Laurence Pringle

Children's Books and School Author Visits

Click on a title below, and read the story behind the book!

"Another winner in a long series of engaging, informative invitations to explore the natural world." --Kirkus Reviews Starred Review
"Beginning on a snowy afternoon in February and ending in early autumn, this book centers on a fox named Vixen as she explores her habitat, hunts, runs from danger, and starts a family. This intimate and personal view into Vixen's life is chronicled through a beautifully cohesive relationship between text and illustration...A rich reading experience awaits those who pick up this title..."--School Library Journal STARRED REVIEW
A "picture-book equivalent of watching a nature documentary."--School Library Journal
"Budding arachnologists will find this an enlightening introduction."--Kirkus programs about writing in schools
"A coolly fascinating, nostalgic glimpse into life as it was over a century ago." --Kirkus Reviews
"A must-have addition to science collections." --Booklist
"intelligent..eye-catching..readable lodestone for researchers." Starred review, School Library Journal
Paperback--the most unusual dinosaur book ever published!
The most comprehensive children's book about these amazing insects! "Smoothly written, beautifully illustrated"--School Library Journal author meets students in elementary schools
"An amazing nonfiction children's book"--Midwest Book Review
"A especial treat for young dragon lovers." --Midwest Book Review
"Words and stirring pictures focus on the role of the powerful black man on the thrilling journey...he is hailed as a national hero." -- Booklist author visits in schools
"Pringle's succinct text provides an engaging overview of penguin life...even penguin fans will find something new." -- Booklist
"Even readers fearful of snakes may find the subject a little less strange, a little more wonderful." -- Booklist
"Presented with respect for the subject and for the audience, this is one of the best of the many bat books, especially for a somewhat younger audience." --Booklist programs about writing for kids in schools
"The lucid text and elegant illustrations march in perfect step, creating an attractive fusing of art and information." --School Library Journal
"An exemplary nature-study book--accurate, explicit, and satisfyingly complete." School Library Journal
"Full of adventure and excitement, this book contains a wonderful mix of intriguing stories and historical facts."
--Childhood Education
elementary school author visits
"A poetic text...A wonderful choice to share with children before a summer vacation or to use as an introduction to an ecology unit." --School Library Journal
"A superb, well-researched book that finds extraordinary science in the everyday life of a butterfly."
--Kirkus Reviews
school author visits
Picture Book Fiction
"A likable book that's sure to start kids romping, and maybe their parents, too."--Kirkus

Come to the Ocean's Edge

The Story Behind the Book

Born in a western New York family that did little traveling, I did not see, hear, or smell the edge of the ocean until I graduated from college. Ever since that June night at Jones Beach on Long Island, New York, I've been drawn in all seasons to places where the land and sea meet. My love of ocean beaches, whether rocky or sandy, led me to write a simple, poetic text about the magic of the ocean's edge. I mailed it to a favorite editor in the spring of 1989. He rejected it, as did a series of others. By the fall of 1991, nine editors had turned it down. One called it "a mood piece." Another said it was "more of an adult poem than a children's text." Yet another wrote that my manuscript had "a lack of focus." Two editors turned it down, they wrote, because they had recently published, or were about to publish, something similar.
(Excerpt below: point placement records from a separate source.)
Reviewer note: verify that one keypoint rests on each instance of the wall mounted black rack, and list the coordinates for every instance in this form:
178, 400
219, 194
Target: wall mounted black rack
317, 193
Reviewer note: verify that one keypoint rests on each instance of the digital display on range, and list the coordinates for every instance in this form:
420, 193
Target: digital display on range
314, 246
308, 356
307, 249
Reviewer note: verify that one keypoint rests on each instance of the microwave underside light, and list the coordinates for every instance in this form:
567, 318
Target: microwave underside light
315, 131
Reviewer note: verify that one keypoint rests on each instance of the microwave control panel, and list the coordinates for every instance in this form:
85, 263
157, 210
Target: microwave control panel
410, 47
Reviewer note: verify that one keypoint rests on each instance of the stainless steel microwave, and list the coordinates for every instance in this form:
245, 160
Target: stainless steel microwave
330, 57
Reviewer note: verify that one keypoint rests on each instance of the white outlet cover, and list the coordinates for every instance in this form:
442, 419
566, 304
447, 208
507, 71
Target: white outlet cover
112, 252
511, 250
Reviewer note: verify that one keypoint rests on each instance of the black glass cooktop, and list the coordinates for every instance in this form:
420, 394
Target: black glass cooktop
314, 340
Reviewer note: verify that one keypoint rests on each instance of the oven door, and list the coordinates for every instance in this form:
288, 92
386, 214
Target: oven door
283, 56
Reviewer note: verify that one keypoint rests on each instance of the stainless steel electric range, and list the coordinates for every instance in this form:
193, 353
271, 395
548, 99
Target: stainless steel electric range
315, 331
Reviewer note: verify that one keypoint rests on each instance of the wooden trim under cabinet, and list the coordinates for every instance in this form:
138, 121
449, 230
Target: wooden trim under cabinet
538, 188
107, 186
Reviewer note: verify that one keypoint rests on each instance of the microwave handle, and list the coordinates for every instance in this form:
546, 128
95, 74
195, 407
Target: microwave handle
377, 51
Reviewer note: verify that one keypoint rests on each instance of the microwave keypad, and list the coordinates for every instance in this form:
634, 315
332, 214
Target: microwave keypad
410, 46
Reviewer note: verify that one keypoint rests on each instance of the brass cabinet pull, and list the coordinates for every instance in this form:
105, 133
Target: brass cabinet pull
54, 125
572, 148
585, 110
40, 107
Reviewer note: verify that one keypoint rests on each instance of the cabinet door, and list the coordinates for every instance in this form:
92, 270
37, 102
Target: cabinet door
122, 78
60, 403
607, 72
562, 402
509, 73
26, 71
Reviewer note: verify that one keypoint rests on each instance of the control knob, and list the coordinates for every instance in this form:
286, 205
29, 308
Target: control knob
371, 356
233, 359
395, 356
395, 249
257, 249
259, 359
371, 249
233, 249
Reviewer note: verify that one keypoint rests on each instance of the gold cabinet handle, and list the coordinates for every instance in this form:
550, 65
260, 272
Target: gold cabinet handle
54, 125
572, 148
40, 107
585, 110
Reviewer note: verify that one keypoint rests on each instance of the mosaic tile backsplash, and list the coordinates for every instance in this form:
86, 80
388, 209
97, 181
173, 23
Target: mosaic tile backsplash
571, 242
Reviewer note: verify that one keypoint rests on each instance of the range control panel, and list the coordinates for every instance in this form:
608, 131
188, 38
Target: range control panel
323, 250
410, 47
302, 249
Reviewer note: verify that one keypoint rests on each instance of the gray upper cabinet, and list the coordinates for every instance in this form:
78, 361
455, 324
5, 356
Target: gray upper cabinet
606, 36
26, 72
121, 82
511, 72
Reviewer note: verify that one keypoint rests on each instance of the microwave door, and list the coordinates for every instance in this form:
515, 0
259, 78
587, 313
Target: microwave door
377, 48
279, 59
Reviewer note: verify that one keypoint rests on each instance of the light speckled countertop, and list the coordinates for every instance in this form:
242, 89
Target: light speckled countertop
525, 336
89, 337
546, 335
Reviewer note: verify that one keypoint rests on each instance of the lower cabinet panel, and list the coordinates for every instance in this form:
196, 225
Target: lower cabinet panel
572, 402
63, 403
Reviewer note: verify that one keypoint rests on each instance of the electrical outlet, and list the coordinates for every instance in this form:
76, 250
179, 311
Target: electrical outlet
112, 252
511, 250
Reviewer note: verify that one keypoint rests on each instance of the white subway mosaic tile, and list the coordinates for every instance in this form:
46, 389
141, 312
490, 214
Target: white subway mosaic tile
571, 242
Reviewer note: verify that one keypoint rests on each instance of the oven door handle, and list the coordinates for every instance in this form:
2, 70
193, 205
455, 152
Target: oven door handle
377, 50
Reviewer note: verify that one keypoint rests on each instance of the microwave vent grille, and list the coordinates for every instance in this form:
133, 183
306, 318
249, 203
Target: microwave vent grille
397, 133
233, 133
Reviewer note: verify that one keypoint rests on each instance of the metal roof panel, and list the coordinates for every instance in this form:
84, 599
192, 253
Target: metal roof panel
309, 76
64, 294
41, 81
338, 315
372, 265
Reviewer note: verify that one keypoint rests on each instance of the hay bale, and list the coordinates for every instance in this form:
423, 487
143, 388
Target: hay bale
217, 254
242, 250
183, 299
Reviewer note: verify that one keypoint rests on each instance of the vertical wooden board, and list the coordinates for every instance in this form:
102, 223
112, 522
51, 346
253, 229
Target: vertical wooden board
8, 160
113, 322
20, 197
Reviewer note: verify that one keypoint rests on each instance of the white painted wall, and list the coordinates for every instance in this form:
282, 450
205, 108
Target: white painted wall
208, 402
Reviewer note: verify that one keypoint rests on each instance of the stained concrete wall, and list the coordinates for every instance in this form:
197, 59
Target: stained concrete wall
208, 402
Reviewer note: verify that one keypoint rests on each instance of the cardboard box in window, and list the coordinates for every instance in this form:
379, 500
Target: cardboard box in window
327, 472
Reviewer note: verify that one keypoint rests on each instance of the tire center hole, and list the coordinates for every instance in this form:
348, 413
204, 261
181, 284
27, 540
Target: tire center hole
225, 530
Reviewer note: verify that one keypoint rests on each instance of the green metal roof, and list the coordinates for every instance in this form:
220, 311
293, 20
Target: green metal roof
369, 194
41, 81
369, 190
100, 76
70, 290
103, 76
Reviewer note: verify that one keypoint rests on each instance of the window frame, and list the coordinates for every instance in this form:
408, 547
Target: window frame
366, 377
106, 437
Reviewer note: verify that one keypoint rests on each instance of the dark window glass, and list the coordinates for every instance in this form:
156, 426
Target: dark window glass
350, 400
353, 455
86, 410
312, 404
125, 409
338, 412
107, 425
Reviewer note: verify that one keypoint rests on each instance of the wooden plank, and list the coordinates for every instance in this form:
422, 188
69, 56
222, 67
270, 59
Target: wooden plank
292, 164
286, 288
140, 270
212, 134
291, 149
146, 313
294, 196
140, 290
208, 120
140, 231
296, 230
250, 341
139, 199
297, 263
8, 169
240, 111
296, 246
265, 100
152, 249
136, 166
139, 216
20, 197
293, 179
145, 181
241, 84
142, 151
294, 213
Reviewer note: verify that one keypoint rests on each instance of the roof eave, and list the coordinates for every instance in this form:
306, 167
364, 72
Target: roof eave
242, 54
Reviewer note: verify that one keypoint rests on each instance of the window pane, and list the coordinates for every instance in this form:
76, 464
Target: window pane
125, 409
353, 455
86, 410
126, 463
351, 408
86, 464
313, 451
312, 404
I gave up, for seven years. In 1998 I revised the manuscript, keeping in mind that several editors had praised the writing but found it too slight, a bit lacking in solid information about life on and near ocean beaches. Come to the Ocean's Edge was accepted by the next publisher to see it. Editor Andrea Curley suggested wise changes, especially the idea of describing a 24-hour span of time at the ocean's edge. (Perhaps this was the "focus" that one editor had said was missing.)

Come to the Ocean's Edge is my 102nd book, published more than fourteen years after I wrote the first version. It exists as a book because I didn't give up, and because a good editor recognized a gem that needed polishing.